例えば電車で100円の切符を買うとき、手持ちが98円ならばその切符は買えない。当たり前のことであるが、たった2円足りないだけで切符は買えず、目的地に向かうことができないのだ。だからどんなに少ないお金でも大切にしないといけない。大切にした少ないお金が自分を救うのだから。
というようにマツキは俺達に諭した。少ない金でも大切にしていればいつかは切符が買えるくらいになるという意味合いも込めて。なぜマツキはお金の大切さを電車の切符で例えたのかわからないが、このマツキの言う"切符"とは電車の切符に限らない何か別のことも表している気がすると子供の時の俺は直感した。気がする、だけだ。
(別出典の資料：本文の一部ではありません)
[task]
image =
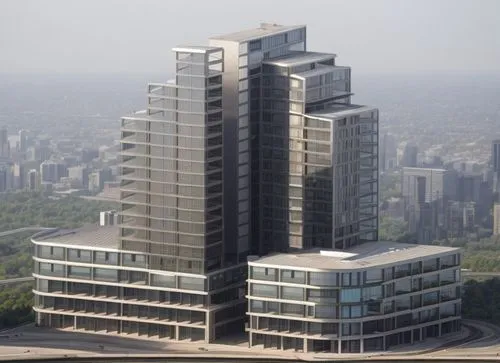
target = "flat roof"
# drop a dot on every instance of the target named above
(323, 69)
(255, 33)
(411, 168)
(91, 235)
(369, 254)
(339, 111)
(195, 49)
(299, 58)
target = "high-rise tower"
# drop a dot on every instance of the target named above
(254, 148)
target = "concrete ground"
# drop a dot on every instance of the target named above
(30, 342)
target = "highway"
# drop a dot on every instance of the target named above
(480, 341)
(16, 280)
(24, 229)
(480, 274)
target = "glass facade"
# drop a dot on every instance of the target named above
(355, 311)
(172, 170)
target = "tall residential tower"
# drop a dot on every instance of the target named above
(253, 149)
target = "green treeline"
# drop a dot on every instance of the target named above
(481, 300)
(19, 210)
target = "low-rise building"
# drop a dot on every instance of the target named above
(84, 281)
(370, 298)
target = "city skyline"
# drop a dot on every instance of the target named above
(424, 36)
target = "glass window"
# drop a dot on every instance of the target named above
(372, 293)
(265, 290)
(350, 295)
(162, 280)
(79, 272)
(326, 311)
(298, 277)
(79, 255)
(107, 258)
(105, 274)
(292, 309)
(263, 273)
(256, 306)
(243, 73)
(292, 293)
(323, 278)
(191, 283)
(243, 61)
(243, 85)
(373, 275)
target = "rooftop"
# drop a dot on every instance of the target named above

なんせその時の俺は7歳だったから。

 

 

 

「アイツはだめだ!管理職は妬ましい!昼間ずうっとクーラーの効いた涼しい部屋にいるのに昼間ずうっと暑い中掃除をしているアタシより給料がいい!」

これはマツキが子供の俺達に溢した管理人への愚痴だ。小2くらいの俺達はその言葉に上手く反応出来なかった。大の大人が俺達子供にそんな愚痴を言うのは情けないかもしれないけど、毎日懸命に掃除をしていたし、マツキの部屋には扇風機しか置いてないのだ。愚痴を言うのも無理もない。俺達はマツキの癇癪のこもった声音を子供ながらに噛みしめた。

 

 

 

「13時まで掃除するから出てくれるか」

これについては指したる意味があるわけでもなく、ただ仕事上必要な機械的な言葉。けれど幾度となく聞いた言葉のせいか、思い起こせば、幻燈のようにうっすらと俺の脳裏に映し出される。

 

 

・さいごに
もう10年近く前のことであるから、思い起こして書こうと試みるもたった3つしか出てこなかった。もちろんこの3つは一語一句正確に書かれているものではない。なんとなくそれらしいこと言ってたな〜的な感じで書いている。あとマツキを代名詞で"彼女"と書くことを嫌ったことは分かっただろうか。それはマツキを彼女と言うにはあまりにも年を取り過ぎていたし、マツキに対して彼女と言い換えるのは凄く失礼な気がしたからだ。マツキはマツキだ。その真意はわからないけど、そうするべきであった。それにしても普通は忘れる10年前の人を何故覚えていたのだろうか? それはきっとマツキが常日頃、サングラスを装備していたからだ。あのマツキがいた数年間、俺達はマツキの両眼を見たことがない。